May 23
rd
, 1886
I had seen many things in my times on Arcanum -- but few struck me as uniquely beautiful and melancholy as the sight of dawn over Tulla, the city of mages. The entire edifice felt isolate and venerable, with an ancient sense seeping from every humble sandstone and brick building. The palm trees that grew around several magickally sustained oasis waved in the morning breeze, and the distant, eerie sound of song echoed from tall minarets that were situated at each corner of the perfectly rectangular wall that surrounded the city. Robes men and women of all races went to pray at their alters, to commune with the universe, to meditate. The scent of magic was so strong in the air that I could practically feel it, and my pocket watch had seized up and almost immediately upon our arrival and I had given up even trying to wind it.
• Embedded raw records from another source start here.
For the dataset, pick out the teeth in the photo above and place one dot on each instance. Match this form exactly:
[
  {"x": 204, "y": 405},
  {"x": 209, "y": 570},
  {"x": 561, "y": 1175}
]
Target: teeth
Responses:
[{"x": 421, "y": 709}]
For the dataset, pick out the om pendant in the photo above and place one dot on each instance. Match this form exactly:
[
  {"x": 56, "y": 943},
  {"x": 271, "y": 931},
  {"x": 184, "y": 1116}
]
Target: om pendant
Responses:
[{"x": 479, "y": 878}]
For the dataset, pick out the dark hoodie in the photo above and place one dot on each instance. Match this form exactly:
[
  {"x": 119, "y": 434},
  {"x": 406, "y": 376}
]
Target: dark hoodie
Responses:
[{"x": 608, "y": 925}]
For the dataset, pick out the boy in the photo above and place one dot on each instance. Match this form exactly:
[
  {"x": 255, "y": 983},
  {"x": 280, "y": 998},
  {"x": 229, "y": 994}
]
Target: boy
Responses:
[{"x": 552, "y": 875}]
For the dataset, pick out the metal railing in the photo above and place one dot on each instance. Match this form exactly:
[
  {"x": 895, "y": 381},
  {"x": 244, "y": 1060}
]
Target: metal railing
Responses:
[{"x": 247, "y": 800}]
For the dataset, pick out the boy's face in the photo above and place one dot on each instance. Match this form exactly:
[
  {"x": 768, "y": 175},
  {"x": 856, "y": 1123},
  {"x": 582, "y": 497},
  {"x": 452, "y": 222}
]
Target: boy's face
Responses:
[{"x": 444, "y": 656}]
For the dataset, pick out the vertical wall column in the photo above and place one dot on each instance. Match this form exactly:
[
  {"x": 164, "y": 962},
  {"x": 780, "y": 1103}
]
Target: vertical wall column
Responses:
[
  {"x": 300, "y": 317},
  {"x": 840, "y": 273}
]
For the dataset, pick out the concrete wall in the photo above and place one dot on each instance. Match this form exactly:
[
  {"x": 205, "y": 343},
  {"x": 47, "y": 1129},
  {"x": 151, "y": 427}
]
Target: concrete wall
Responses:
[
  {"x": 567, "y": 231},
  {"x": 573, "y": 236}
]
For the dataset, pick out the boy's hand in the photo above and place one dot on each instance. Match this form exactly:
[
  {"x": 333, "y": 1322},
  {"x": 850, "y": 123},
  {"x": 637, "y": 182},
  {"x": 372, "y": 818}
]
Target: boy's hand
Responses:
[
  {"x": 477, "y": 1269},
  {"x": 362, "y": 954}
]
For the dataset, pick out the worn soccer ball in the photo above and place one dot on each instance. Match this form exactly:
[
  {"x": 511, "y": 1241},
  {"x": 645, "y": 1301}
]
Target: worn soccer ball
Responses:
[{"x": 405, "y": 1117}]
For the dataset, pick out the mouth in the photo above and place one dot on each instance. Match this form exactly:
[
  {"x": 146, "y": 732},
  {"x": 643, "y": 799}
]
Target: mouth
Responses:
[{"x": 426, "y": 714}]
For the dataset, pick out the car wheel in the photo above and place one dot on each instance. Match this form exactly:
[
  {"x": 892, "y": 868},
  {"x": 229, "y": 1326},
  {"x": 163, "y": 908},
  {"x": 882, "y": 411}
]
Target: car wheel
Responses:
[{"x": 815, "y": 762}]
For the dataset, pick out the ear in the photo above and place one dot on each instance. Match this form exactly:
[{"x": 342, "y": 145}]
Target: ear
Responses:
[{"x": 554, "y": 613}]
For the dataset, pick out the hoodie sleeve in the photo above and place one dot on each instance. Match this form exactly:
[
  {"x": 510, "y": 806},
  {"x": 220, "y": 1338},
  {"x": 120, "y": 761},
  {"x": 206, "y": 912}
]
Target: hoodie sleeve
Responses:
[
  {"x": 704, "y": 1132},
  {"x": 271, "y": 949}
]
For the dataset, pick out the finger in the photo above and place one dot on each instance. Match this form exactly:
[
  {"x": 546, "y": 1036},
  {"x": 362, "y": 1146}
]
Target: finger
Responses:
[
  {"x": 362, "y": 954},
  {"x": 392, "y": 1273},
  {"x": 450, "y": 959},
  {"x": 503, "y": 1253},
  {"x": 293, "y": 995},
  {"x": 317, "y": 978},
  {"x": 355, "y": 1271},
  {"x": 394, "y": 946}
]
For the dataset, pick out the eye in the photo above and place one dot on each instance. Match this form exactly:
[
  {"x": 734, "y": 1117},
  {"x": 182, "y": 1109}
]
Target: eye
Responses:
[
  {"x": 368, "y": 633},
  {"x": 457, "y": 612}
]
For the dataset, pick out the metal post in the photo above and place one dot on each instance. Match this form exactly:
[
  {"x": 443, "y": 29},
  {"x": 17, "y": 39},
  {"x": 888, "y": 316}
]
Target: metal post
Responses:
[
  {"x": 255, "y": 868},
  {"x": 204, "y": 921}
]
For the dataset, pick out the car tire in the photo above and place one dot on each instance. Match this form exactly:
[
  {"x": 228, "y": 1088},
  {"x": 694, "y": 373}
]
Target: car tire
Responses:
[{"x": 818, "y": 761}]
I watched all of this from the patio on the roof of the humble home that Simeon Tor had graciously given over to me and my companions. From the kitchen, I could hear Beatrice instructing Gillian on how to cook without servants, while Sally stolidly listened to Maggie grumble about how the magick was giving her a headache. I felt a twinge of guilt for keeping Maggie from her promised homeland -- the Iron Clan of the dwarves -- for so very long. But with Beatrice once more among the living, we could easily dart around Arcanum, teleporting from place to place as many times as Beatrice's endurance could allow.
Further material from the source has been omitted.